The principles enshrined in the
international Healthy Active Lives (HeAL)
Declaration outline how these aspirations
can be transformed into targets, and the
actions needed to see these goals achieved
http://www.iphys.org.au/

Keeping the Body in Mind in Youth with Psychosis
Healthy Active Lives (HeAL)

What is HeAL?

A group of clinicians, service users, family members and researchers from eleven countries have joined forces to develop an international consensus statement on improving the physical health of young people with psychosis.

The statement, called Healthy Active Lives (HeAL), aims to reverse the trend of people with severe mental illness dying early by tackling risks for future physical illnesses pro-actively and much earlier.

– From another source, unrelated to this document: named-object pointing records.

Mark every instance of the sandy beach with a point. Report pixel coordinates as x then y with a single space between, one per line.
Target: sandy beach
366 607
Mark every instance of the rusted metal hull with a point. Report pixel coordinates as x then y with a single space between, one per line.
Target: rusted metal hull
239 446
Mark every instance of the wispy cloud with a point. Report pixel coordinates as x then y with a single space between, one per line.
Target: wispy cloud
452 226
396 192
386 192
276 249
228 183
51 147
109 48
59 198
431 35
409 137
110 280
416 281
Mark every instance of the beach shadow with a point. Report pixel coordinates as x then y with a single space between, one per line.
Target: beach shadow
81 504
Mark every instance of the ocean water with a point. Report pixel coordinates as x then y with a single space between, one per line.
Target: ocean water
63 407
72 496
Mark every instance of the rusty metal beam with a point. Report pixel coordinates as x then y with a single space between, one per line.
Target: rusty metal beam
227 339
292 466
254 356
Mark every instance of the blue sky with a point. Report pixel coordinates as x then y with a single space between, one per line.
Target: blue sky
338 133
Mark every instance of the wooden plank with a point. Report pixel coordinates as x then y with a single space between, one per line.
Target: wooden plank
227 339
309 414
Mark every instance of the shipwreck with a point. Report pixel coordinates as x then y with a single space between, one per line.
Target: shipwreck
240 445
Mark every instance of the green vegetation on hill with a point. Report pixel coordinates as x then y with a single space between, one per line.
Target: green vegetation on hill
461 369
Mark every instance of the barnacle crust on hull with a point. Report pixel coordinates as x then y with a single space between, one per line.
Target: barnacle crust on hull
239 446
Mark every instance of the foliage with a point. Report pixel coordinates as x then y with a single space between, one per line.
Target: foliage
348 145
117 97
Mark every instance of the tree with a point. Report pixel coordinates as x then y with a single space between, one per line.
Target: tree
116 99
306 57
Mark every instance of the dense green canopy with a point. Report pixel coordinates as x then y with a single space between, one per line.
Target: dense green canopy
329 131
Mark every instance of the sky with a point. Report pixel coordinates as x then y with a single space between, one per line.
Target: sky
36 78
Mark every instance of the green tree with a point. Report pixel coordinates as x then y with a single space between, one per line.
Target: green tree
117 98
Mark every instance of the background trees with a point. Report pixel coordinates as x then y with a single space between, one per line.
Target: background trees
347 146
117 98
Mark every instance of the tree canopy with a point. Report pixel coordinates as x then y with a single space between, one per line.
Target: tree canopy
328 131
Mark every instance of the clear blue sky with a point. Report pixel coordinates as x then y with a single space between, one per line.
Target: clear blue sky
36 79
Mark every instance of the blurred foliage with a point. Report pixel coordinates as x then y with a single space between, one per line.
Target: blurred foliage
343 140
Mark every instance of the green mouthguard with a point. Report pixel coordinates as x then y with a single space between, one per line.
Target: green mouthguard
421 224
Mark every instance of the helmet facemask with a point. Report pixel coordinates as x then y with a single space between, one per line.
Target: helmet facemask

Compared to their peers who have not experienced psychosis, young people with psychosis face a number of preventable health inequalities:

  • A lifespan shortened by about 15-20 years.
  • Two to three times the likelihood of developing cardiovascular disease making it the single most common cause of premature death (more so than suicide)
  • Two to three times the likelihood of developing type 2 diabetes.
  • Three to four times the likelihood of being a smoker.

Source:

Full note available via Sci-hub.cc, Just type in the PubMed ID (PMID): 25807153
and the captcha to get the note.

http://sci-hub.cc/


#2

i wonder if i am in the red zone :confused: probably am

but i really want help, i wish someone or some thing could intervine, i dont want to die too soon :frowning:


#3

I definitely feel better after I exercise, but if I exercise too strenuously and get too hot, it triggers my psychosis to start.
I’ve logged it on a calendar and using mapmyride app on my smart phone.